Refinery 29 UK Creates New Stock Imagery To Change How Mental Health Looks

Words: Joshua Greenwood
Feature Image:Refinery 29 X Fiona Maclean

Refinery 29 understands the confines of existing stock photography, especially when it comes to the representation of mental health. For over five years they have been producing their own stock photography with the aim of representing real women’s experiences, believing it is vital for the women featured on their website to be representative and relatable. In partnership with photographer Flora Maclean, they have created a series of photographs translating and representing mental health disorders visually with sensitivity and respect to be used as their global stock imagery.

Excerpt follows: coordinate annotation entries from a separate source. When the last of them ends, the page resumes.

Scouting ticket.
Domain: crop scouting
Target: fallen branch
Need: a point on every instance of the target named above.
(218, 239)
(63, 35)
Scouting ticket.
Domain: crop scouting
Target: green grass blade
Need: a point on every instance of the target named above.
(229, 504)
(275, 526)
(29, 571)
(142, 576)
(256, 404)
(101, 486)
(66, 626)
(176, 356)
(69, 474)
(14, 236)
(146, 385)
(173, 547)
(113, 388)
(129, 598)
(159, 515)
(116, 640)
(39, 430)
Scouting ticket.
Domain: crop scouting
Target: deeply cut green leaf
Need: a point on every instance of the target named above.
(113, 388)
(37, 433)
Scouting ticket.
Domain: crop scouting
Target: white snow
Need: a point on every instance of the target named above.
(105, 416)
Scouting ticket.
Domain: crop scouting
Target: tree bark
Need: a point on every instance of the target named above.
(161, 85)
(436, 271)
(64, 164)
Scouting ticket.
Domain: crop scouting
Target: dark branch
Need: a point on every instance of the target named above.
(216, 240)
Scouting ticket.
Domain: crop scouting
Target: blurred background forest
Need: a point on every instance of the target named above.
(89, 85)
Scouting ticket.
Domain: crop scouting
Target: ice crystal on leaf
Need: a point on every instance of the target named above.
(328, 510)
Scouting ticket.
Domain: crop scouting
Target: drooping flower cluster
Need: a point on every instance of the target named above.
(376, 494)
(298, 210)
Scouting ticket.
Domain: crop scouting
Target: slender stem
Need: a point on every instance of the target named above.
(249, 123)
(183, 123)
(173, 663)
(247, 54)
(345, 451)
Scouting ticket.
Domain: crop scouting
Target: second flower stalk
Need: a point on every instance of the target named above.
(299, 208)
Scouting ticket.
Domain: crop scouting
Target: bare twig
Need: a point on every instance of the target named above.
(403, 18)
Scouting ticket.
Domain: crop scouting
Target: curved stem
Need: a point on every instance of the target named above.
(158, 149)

The outcome of the collaboration makes some of the more intricate feelings of mental health – which are typically difficult to verbalise and visualise-  tangible. In doing so, imagery available for media outlets to use on this topic can give any readers suffering with mental illness clarity; reminding them they aren’t alone on their journey. On the partnership, Refinery29 UK wrote: “We wanted to creatively reflect depression, anxiety, mood disorders and more as you feel them, instead of a ‘one size fits all’ image that doesn’t really speak to anyone.”

Refinery 29 x Fiona Maclean


Flora Maclean has previously worked with Refinery 29 telling stories of the women who have survived domestic abuse. Through her work, she likes to challenge stereotypes and celebrate diversity having worked on a personal series called ‘Every Player Counts’ in which she celebrates the diversity and friendship in women’s football. She told Creative Review in a recent article, “Photography is my way of communicating I never really feel like I can explain myself with words. It’s a key part of my life in a way.”

It’s great to see online platforms such as Refinery 29 taking steps forward to change  how mental health is represented. Hopefully, other admirable names for young people will follow suit and help break from the conventional and negative stereotypes.

The exhibtion of the images is free to visit at the Exposure Gallery in partnership with The Photography Movementfrom 19th – 31st October. You can also purchase the prints here and Refinery 29 will be donating the proceeds to OCD UK, an organisation which “supports people through difficult times, right through to recovery and everything in between.”